不動産の価格算定をする場合、様々な算定方法があります。不動産の価格を知りたい場合、どの算定方法で価格を算出すればよいか悩まれる方もいらっしゃるでしょう。生前の固定資産税の算出方法や不動産売却価格の算出、死後の相続税の算出方法などさまざまな価格算定方法が存在します。
この記事では、どのような価格算定方法があるか、どのような場合に使用するかをご説明いたします。不動産の価格や評価額を知りたい方は、ご参考にしてください。
固定資産税評価額とは
固定資産税評価額とは、その土地がある市町村の不動産鑑定士が評価をして、固定資産税を算出する際の基準となります。固定資産税評価額は3年に1回見直されます。土地と家屋の両方が評価され、「固定資産税課税台帳」に記載されます。
また、固定資産税以外にも都市計画税、登録免許税や不動産取得税を算出する際に適用されます。固定資産税評価額は、一般的に公示地価の約7割とされています。
公示地価とは
公示地価とは、地価公示法に基づいて国土交通省が定める地価となります。公示地価は毎年1度公表され、2名以上の不動産鑑定士が現地調査をおこなって算定をします。公示地価については、国土交通省の「標準地・基準地検索システム」で検索することが可能です。
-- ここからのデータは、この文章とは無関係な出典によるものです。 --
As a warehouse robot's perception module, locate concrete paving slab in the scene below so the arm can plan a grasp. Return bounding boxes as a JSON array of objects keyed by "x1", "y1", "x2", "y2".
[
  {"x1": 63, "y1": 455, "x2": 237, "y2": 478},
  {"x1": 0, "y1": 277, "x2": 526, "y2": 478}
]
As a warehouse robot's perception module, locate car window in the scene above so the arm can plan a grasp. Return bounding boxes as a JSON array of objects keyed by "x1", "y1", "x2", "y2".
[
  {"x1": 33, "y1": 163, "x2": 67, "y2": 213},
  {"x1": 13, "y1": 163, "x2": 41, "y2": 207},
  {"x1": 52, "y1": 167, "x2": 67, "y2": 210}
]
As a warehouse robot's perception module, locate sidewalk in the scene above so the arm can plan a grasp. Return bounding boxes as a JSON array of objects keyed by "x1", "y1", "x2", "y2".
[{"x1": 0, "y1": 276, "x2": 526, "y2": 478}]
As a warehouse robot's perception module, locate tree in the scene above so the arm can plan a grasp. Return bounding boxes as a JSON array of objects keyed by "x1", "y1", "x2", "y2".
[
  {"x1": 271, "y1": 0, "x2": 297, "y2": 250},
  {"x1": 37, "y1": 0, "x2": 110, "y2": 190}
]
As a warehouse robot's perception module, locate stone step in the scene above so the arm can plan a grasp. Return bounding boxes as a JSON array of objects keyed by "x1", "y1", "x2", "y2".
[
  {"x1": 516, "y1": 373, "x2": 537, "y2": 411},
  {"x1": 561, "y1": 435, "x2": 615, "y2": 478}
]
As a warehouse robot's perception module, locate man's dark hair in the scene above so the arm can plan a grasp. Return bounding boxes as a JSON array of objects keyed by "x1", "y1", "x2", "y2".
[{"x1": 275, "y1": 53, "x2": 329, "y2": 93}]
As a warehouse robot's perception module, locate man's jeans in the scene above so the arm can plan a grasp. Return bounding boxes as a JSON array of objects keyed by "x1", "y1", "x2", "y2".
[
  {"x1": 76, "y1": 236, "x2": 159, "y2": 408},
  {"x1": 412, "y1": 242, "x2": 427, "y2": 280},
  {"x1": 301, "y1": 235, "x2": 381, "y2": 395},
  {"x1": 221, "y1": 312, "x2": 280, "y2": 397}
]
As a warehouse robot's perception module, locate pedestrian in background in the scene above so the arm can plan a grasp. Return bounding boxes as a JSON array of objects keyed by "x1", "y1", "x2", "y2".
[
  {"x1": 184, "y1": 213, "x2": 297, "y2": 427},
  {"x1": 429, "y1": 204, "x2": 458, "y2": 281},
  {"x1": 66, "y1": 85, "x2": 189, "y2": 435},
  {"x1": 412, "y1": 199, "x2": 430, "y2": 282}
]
主な使用用途としては、土地売買の指標として使用されたり、公共事業の土地取得金額の参考にされたりします。
路線価とは
路線価とは、相続税や贈与税の算出に利用されます。国税庁において全国40万地点の道路を基準値として選び、ここまでご説明した公示価格や不動産鑑定士の評価額を参考にして算定されます。道路に価格が記載されており、面している土地の面積をかけることで相続税評価額が産出されます。
土地の相場を調べる際によく使うのが、路線価をもとにした相続税評価額となります。路線価については国税庁のホームページで確認できます。路線価については、公示価格の約8割とされています。
実勢価格とは
実勢価格とは、実際に不動産売買が成立した価格です。実勢価格は国土交通省が公表している土地総合情報システムで確認することができます。不動産売却を検討する際は、実勢価格が一番参考になるでしょう。注意点としては、現在売り出されている不動産の金額は売主の希望価格なので、必ずしも実勢価格とは一致しません。
また、不動産会社はレインズ(REINS :Real Estate Information Network System)というシステムを利用して実勢価格を調べることができます。実勢価格は市場の需要と供給で日々変化しますので、レインズの情報で成立価格を調べることで価格の根拠を決定します。一般的に、実勢価格は公示地価の約1.1倍とされています。
鑑定評価額とは
鑑定評価額とは、不動産鑑定士に実際に土地と建物を評価してもらって算定する評価額です。不動産鑑定士に依頼をすることで、鑑定評価額を知ることができます。
鑑定評価額については、公示価格、実勢価格、路線価などをもとに、現地の状況も詳しく調査をして算出します。土地の形状や不動産的な価値、希少性などをすべて勘案して評価額を決定します。
不動産鑑定士というプロの目で不動産が評価されますので、客観的な目線で適正な評価額が算定されます。実際にお持ちの不動産がどれくらいの評価があるのか知りたい方は、不動産鑑定士に評価を依頼するのも良いかもしれません。
まとめ
不動産の評価方法は、ご紹介したようにさまざまな方法があります。生前に不動産を売却する場合は、実勢価格をある程度把握して売却活動をおこなうことが必要となります。死後に不動産を相続する場合は、路線価をもとに相続税評価額が産出され、相続税額が決定します。
評価をする機関が分かれておりややこしさはありますが、ご所有の不動産の評価が知りたい場合は、ぜひご参考にしてください。